10 Things Not to Do Online
1. Never surf naked.
That is to say, don't use the Internet without installing an anti-malware program (malware is a catchall term that refers to any kind of malicious software -- viruses, worms, spyware, and the like). Years ago virus infections meant slowdowns, erased data, or obnoxious messages -- when your computer was infected you knew it. But hackers only care about money now and they get it by collecting information without your knowledge. "We don't see malware that wrecks your computer anymore," says David Perry, director of global education for Trend Micro, an anti-malware company. "Versions today just steal your credit card or bank account number. The first indication that it happened is when you notice purchases or withdrawals that you didn't make." If you use a Mac, don't assume you're safe: While they have a reputation for better security, malware that attacks the Mac operating system has been on the rise. The good news? You can fend off new threats as they come up. Kaspersky, Trend Micro, and Norton all sell security programs for between $70 and $85. If you're looking for a decent free alternative, try ThreatFire (for PCs only).
2. Don't use weak passwords.
If you base your password on your name, zip code, or the word "password," you're essentially putting out a welcome mat for thieves. The rules of thumb for creating strong passwords: (1) Avoid real English words. (2) Use more than eight characters. (3) Mix in upper- and lower-case letters as well as numbers or punctuation marks. A trick to remember this string of gibberish? Base your password on a memorable phrase of at least eight words, using the first letter of each word as your password. The phrase "To be or not to be, that is the question" becomes "2bon2Btitq." You can create a simpler password for all low-security uses (newspaper or cooking websites), then use your bulletproof one for accounts that really matter (banking and e-mail).
3. Never respond to spam.
Those unsolicited e-mails trying to sell you anything from miracle diets to cheap prescription drugs clog your in-box and waste your time. Spam exists because it's profitable. And it's only profitable because a small percentage of people respond to it. Don't be one of them. If you reply at all, even to ask to be removed from a list, the amount of spam you get may triple. Your e-mail provider should offer spam protection, perhaps in the form of a junk mail folder, to filter it out.
4. Don't give out your personal information too easily.
5. Never send anything in e-mail you wouldn't want to see on a billboard in Times Square.
E-mail is not secure. The majority of the time, that's fine. But just as you wouldn't send someone your Social Security number on a postcard (given that every mail handler can see it), every e-mail is essentially an open door to your computer, your recipient's computer, and other points between.

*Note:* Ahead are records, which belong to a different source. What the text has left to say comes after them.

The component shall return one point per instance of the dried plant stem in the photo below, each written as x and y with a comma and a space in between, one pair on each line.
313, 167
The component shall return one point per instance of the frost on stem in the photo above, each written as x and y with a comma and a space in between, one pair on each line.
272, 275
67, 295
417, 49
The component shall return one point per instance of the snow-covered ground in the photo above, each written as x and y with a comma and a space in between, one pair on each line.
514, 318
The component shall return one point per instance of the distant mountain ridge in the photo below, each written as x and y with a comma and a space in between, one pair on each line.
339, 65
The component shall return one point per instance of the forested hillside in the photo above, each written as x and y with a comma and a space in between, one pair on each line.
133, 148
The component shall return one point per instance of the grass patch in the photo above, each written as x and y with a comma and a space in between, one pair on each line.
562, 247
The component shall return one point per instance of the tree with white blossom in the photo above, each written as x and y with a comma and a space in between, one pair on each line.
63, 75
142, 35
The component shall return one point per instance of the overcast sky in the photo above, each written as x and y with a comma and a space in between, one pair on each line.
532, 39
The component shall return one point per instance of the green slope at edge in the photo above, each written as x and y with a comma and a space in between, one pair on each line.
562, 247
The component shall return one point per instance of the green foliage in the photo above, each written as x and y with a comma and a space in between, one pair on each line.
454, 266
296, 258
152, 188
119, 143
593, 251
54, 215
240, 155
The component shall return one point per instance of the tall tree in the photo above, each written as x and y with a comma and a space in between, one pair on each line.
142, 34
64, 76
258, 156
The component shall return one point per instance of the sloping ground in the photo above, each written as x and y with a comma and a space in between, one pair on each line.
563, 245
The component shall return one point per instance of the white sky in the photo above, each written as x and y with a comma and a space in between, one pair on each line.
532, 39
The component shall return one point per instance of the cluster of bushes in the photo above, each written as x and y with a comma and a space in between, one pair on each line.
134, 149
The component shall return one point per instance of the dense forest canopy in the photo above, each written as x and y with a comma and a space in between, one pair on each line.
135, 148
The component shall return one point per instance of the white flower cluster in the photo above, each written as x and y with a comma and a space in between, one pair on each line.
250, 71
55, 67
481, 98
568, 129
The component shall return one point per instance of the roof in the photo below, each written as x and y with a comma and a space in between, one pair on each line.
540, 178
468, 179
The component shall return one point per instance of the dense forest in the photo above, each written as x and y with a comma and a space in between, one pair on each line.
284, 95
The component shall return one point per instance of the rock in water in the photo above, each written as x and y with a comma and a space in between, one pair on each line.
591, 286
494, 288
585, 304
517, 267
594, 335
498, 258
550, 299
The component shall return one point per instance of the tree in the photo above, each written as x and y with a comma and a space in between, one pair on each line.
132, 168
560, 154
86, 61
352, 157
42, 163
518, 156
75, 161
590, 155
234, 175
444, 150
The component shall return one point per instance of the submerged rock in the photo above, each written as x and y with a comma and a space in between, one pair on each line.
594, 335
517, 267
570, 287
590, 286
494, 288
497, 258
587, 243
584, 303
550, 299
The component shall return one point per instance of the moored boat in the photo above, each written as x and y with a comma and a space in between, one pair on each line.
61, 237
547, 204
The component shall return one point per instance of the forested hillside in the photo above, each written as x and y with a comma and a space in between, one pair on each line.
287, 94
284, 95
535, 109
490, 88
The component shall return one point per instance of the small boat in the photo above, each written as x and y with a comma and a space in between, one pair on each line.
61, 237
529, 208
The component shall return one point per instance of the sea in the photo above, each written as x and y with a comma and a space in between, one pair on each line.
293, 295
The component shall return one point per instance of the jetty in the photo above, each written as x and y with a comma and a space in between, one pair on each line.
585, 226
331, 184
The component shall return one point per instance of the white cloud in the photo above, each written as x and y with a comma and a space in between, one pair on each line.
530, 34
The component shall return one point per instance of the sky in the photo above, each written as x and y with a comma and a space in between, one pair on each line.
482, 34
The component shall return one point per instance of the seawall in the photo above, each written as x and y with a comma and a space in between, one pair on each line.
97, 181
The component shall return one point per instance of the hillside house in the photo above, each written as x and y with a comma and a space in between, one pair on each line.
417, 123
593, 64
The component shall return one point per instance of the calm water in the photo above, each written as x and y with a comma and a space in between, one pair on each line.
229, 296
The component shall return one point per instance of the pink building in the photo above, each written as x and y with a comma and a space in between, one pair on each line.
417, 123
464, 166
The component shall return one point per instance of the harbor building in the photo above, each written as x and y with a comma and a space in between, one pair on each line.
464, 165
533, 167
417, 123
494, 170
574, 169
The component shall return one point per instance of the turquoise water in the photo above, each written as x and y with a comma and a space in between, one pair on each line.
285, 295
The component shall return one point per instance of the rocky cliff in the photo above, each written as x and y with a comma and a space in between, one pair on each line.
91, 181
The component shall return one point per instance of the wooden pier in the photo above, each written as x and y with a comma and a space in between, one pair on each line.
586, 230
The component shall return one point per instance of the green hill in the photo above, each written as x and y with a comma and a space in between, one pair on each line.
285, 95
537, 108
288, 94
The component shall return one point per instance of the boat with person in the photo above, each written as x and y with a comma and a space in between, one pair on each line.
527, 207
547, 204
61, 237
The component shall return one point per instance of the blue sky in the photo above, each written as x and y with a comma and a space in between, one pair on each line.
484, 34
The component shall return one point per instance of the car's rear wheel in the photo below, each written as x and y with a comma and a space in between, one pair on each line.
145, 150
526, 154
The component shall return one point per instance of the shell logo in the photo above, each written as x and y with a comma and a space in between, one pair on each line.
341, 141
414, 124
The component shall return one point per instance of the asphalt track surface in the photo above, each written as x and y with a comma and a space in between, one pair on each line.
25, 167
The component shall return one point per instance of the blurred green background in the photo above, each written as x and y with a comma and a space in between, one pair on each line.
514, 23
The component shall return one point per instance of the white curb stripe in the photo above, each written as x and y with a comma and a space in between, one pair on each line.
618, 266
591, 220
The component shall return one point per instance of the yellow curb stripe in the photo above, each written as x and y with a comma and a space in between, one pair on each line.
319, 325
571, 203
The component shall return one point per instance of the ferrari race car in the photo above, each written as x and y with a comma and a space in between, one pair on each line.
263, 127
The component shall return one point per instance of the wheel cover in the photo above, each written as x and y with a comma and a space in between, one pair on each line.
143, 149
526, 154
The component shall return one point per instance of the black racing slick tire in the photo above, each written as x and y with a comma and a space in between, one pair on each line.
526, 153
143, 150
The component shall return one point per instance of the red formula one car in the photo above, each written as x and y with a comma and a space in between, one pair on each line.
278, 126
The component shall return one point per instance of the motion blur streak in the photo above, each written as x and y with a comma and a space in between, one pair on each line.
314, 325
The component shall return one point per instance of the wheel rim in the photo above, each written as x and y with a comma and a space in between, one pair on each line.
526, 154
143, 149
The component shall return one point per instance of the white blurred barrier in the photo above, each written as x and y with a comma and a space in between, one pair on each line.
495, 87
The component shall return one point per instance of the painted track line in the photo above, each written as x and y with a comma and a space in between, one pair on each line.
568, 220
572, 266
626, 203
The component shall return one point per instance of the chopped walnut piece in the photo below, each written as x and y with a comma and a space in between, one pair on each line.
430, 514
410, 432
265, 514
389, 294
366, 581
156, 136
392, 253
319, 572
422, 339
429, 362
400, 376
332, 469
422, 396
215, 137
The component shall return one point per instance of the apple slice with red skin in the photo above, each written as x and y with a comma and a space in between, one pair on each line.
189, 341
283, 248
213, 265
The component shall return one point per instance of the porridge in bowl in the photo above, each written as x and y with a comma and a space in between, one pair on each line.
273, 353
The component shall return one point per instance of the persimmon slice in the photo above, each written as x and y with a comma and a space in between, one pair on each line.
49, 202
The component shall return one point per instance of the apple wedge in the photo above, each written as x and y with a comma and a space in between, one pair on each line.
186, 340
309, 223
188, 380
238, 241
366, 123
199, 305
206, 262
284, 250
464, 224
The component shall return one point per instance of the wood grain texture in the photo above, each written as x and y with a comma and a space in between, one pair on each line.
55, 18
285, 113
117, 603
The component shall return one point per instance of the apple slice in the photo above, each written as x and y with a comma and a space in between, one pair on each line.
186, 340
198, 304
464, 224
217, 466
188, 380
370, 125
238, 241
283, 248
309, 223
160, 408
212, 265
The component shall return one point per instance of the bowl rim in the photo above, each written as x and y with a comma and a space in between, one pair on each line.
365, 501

So don't use it to send anything worth stealing -- in the body of an e-mail or in an attachment. "If I had to send my Social Security number to someone and didn't have a secure method for that, I'd just tell them over the phone," says James Van Dyke, CEO of Javelin Strategy & Research, a financial services research firm.
6. Don't fall for phishing scams.
It's easy to become the target of hackers who are phishing: They send out e-mails that look exactly as though they came from your bank but contain links that send you to a fake site disguised to look like your bank's log-in page. Then, when you think you're logging in, you're actually sending thieves your user name and password. It's probably okay to click links from people you trust that go to sites you trust and don't require a password to log in. If you don't recognize the main site's URL, play it safe and don't click.
7. Never open an attachment you weren't expecting.
Watch out for generic greetings like "thought you'd like this" or "this is so funny!!!" Tell friends to send you links in an e-mail instead of attachments. But be wary of links that were sent through Facebook, Twitter, or instant messages, since hackers also target social media. If you get a Facebook notice that sounds fishy ("Win a free iPad!"), it probably is.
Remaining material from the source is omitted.